How to Use dplyr in R: Data Manipulation Examples

Learn data manipulation in R using dplyr! Step-by-step tutorial with practical examples for effective data analysis. Boost your skills today!

Key points:

  • Dplyr is a package that provides a grammar of data manipulation in R, consisting of verbs that help you perform everyday data manipulation tasks.
  • You can use dplyr to count values that meet certain conditions, find descriptive statistics, apply functions to each data frame row, and join two tables.
  • You can install and load dplyr with install.packages("dplyr") and library(dplyr).
  • You can chain multiple dplyr functions using the pipe operator %>%, which reads as "then".

How to Use dplyr in R: A Tutorial on Data Manipulation with Examples

Hi, I'm Zubair Goraya, a data analyst and a writer for Data Analysis, a website that offers tutorials on Rstudio. In this article, I will show you how to use dplyr, a powerful package for data manipulation in R. 

You will learn to count values that meet certain conditions, find descriptive statistics, and apply functions to each data frame row. You will also learn how to install and load dplyr and its main features and benefits.

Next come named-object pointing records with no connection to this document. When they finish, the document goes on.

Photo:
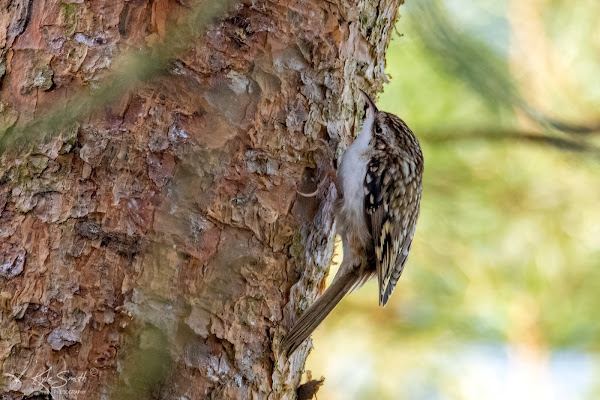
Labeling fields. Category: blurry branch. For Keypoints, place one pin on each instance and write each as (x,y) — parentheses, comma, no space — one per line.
(480,66)
(566,144)
(141,67)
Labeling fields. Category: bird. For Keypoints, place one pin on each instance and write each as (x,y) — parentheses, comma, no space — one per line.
(380,181)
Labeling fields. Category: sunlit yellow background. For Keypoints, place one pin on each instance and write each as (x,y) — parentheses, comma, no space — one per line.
(500,298)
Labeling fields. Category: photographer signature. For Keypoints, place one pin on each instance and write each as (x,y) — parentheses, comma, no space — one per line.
(49,380)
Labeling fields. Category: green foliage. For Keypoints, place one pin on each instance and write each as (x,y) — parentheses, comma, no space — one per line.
(506,251)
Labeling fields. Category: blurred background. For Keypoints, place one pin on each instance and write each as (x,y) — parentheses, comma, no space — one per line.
(501,292)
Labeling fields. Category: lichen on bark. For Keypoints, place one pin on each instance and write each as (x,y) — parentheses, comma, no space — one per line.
(160,234)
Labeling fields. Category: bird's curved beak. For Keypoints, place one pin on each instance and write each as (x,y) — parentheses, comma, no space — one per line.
(369,101)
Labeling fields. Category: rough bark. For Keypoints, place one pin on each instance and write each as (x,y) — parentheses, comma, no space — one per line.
(156,247)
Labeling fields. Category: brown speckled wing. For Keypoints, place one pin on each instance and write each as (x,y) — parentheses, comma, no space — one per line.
(392,197)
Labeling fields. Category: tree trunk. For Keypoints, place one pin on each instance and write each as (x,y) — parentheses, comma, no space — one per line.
(153,245)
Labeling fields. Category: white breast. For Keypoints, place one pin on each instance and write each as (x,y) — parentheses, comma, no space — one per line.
(352,173)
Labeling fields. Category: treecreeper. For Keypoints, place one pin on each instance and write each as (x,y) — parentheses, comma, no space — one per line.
(380,181)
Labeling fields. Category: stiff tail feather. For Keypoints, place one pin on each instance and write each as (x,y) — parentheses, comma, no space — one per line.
(317,312)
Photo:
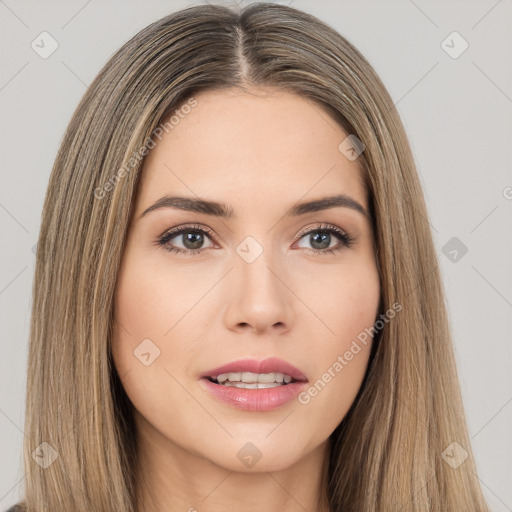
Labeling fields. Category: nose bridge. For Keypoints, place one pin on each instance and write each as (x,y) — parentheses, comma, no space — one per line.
(257,266)
(260,297)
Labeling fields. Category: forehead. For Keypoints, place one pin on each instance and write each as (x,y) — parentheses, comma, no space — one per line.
(245,145)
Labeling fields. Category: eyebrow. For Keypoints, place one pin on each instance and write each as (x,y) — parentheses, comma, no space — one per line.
(222,210)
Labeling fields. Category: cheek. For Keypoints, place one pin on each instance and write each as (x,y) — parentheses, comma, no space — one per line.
(346,305)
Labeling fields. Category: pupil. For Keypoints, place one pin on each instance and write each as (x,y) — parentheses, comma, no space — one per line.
(189,241)
(324,236)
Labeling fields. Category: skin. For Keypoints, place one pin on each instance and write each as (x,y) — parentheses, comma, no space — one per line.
(260,153)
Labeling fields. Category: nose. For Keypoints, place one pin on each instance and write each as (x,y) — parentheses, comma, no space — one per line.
(259,298)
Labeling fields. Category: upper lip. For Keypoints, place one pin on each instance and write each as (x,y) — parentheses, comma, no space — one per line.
(269,365)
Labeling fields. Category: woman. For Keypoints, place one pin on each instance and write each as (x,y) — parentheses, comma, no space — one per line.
(237,300)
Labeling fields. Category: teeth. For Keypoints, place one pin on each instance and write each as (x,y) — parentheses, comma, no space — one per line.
(257,385)
(253,378)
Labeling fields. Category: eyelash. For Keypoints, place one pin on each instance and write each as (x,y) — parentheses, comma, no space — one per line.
(345,238)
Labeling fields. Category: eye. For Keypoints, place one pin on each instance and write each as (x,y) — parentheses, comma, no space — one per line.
(321,237)
(192,238)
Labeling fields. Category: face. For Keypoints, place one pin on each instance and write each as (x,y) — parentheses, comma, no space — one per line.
(260,282)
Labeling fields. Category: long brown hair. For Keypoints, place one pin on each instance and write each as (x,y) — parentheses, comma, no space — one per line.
(387,454)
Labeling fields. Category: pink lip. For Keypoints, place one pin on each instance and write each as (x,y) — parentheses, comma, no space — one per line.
(270,365)
(258,400)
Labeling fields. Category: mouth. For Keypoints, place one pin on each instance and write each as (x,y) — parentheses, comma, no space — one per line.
(250,380)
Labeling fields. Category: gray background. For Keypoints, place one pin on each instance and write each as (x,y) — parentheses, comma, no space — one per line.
(457,113)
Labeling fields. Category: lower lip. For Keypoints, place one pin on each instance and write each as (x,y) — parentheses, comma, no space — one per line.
(259,400)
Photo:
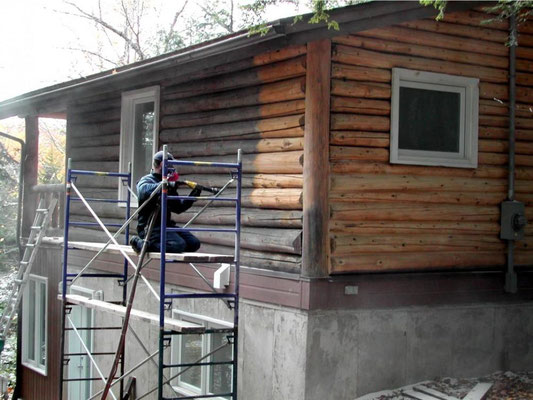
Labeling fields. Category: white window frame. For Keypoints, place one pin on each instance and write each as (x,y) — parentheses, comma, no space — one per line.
(26,361)
(127,125)
(183,387)
(468,88)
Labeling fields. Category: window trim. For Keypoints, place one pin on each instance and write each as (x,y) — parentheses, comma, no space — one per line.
(29,363)
(128,102)
(467,157)
(183,387)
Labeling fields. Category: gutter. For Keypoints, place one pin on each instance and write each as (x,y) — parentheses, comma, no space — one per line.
(21,179)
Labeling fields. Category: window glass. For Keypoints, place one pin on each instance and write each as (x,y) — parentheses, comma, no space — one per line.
(429,120)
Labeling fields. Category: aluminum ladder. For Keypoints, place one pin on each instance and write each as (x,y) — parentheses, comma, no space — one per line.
(37,231)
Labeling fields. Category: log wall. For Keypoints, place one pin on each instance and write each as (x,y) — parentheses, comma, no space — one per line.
(256,105)
(388,217)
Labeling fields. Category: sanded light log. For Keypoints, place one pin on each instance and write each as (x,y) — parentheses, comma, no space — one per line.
(483,171)
(459,30)
(315,254)
(360,122)
(225,147)
(416,261)
(397,47)
(262,239)
(413,212)
(360,106)
(421,197)
(445,41)
(291,89)
(361,182)
(414,227)
(250,217)
(358,153)
(357,56)
(359,73)
(267,73)
(359,139)
(288,126)
(360,89)
(233,115)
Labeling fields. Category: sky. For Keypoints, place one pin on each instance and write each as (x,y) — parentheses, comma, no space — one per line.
(35,42)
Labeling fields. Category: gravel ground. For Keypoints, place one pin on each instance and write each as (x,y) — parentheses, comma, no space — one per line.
(506,386)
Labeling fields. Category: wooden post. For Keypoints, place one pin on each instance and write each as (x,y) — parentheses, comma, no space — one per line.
(31,166)
(315,251)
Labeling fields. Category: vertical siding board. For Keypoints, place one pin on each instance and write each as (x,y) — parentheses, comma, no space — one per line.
(369,196)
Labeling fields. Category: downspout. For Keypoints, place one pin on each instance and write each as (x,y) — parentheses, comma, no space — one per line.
(21,178)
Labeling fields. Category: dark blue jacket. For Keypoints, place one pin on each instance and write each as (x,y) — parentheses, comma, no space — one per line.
(146,185)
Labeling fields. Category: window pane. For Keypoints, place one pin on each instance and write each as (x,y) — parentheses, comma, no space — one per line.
(191,351)
(143,140)
(429,120)
(31,319)
(220,376)
(42,323)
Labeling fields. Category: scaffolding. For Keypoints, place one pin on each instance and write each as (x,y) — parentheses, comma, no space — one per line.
(169,326)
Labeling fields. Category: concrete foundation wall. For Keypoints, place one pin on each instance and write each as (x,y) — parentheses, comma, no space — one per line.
(297,355)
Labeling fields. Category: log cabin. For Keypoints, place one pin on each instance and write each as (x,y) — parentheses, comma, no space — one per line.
(382,164)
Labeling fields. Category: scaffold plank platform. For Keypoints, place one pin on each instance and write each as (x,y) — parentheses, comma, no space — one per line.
(170,257)
(99,305)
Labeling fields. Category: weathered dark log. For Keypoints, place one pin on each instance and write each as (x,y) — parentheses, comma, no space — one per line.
(234,115)
(224,147)
(267,73)
(291,89)
(289,126)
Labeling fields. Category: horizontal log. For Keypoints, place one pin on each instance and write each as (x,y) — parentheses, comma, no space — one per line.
(256,61)
(360,122)
(444,41)
(416,261)
(356,56)
(255,76)
(412,212)
(360,139)
(90,141)
(361,244)
(234,115)
(289,126)
(482,171)
(360,89)
(291,89)
(360,183)
(337,153)
(250,180)
(476,32)
(83,130)
(287,241)
(413,227)
(360,106)
(261,259)
(421,197)
(249,217)
(358,73)
(224,147)
(431,51)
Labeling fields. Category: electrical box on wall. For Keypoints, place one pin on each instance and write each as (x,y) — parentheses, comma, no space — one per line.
(513,220)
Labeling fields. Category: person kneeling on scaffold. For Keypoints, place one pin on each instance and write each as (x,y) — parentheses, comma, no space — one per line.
(177,242)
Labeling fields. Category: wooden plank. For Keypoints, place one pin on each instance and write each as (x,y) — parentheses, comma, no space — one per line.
(356,56)
(315,252)
(479,391)
(98,305)
(178,257)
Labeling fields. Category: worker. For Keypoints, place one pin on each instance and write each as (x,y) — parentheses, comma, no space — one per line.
(176,242)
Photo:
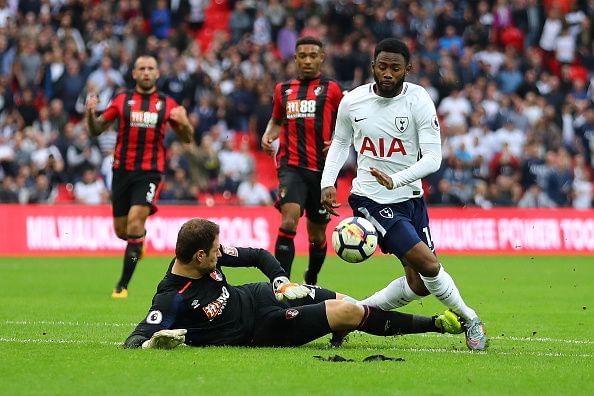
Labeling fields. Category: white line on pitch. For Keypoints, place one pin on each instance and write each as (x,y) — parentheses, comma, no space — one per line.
(513,338)
(427,350)
(66,323)
(54,341)
(108,324)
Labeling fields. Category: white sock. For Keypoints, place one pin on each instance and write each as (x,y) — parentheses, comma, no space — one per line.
(397,294)
(443,287)
(350,299)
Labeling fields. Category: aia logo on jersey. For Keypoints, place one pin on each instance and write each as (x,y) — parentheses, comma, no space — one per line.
(401,123)
(216,275)
(379,148)
(387,213)
(435,123)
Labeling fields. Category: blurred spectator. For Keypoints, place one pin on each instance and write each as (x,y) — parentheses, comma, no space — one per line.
(287,38)
(41,192)
(252,193)
(8,191)
(161,20)
(559,178)
(90,190)
(179,190)
(69,86)
(486,64)
(534,197)
(82,155)
(240,22)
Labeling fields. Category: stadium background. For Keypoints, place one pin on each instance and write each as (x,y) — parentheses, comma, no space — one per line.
(512,81)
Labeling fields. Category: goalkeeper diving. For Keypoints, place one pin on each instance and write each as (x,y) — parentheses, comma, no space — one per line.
(195,305)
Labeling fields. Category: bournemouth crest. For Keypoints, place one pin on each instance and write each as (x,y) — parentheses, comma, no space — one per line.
(216,275)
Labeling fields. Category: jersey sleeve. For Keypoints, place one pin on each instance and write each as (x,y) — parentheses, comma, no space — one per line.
(339,148)
(429,143)
(336,93)
(114,109)
(161,315)
(250,257)
(277,103)
(426,120)
(170,104)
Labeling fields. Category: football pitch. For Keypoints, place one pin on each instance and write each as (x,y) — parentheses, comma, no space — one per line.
(61,334)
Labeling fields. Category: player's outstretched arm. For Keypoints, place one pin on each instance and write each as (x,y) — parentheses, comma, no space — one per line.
(270,135)
(285,289)
(181,124)
(96,125)
(328,200)
(165,339)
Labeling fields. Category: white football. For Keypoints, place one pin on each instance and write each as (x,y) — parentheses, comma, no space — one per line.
(354,239)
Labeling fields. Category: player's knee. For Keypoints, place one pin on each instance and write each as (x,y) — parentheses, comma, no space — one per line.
(343,315)
(289,223)
(121,232)
(317,240)
(417,286)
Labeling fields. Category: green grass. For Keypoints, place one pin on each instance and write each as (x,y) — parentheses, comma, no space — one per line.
(60,334)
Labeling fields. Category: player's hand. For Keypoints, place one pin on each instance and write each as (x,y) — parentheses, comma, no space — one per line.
(267,144)
(179,115)
(283,288)
(92,100)
(329,200)
(382,178)
(165,339)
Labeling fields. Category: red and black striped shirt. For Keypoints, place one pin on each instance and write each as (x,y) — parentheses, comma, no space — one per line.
(308,110)
(142,119)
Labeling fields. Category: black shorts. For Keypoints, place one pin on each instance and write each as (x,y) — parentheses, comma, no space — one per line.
(290,323)
(130,188)
(302,186)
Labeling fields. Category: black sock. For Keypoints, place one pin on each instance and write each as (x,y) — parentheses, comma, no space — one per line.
(388,323)
(284,250)
(133,253)
(317,255)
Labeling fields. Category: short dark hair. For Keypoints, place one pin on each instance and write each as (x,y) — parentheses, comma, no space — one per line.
(196,234)
(394,46)
(309,40)
(148,56)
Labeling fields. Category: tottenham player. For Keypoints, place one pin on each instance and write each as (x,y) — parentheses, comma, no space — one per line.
(195,304)
(395,131)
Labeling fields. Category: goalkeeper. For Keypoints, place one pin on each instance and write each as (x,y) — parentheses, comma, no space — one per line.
(195,305)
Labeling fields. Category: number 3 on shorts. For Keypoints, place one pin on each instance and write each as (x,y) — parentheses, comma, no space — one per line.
(428,236)
(150,195)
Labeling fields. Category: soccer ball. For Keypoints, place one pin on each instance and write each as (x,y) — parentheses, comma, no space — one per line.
(354,239)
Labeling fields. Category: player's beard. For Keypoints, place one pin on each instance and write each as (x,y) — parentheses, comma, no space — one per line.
(388,93)
(146,86)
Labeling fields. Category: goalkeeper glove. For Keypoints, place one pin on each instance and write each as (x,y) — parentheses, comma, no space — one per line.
(165,339)
(283,288)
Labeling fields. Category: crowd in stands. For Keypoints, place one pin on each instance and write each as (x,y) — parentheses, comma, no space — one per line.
(513,82)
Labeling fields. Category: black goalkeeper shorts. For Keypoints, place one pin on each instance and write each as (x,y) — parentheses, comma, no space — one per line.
(291,323)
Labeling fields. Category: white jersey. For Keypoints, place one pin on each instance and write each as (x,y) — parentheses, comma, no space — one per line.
(399,136)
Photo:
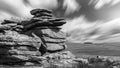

R Data Manipulation with dplyr: A Hands-On Guide

Dplyr is a package that provides a grammar of data manipulation, consisting of verbs that help you perform everyday data manipulation tasks. These functions are:

  • filter(): selects rows based on their values.
  • slice(): selects rows based on their position.
  • arrange(): changes the order of the rows.
  • select(): chooses columns based on their names.
  • rename(): changes the names of columns.
  • mutate(): modifies the values of columns and creates new ones.
  • relocate(): changes the order of the columns.
  • summarise(): reduces multiple values to a single summary.
  • group_by(): groups rows by one or more variables.
  • Dplyr also provides several functions for joining two tables, such as inner_join(), left_join(), right_join(), and full_join().

Dplyr works with data frames and tibbles, which are modern reimaginations of data frames. Tibbles are particularly useful for large datasets because they only print the first few rows and have nice formatting.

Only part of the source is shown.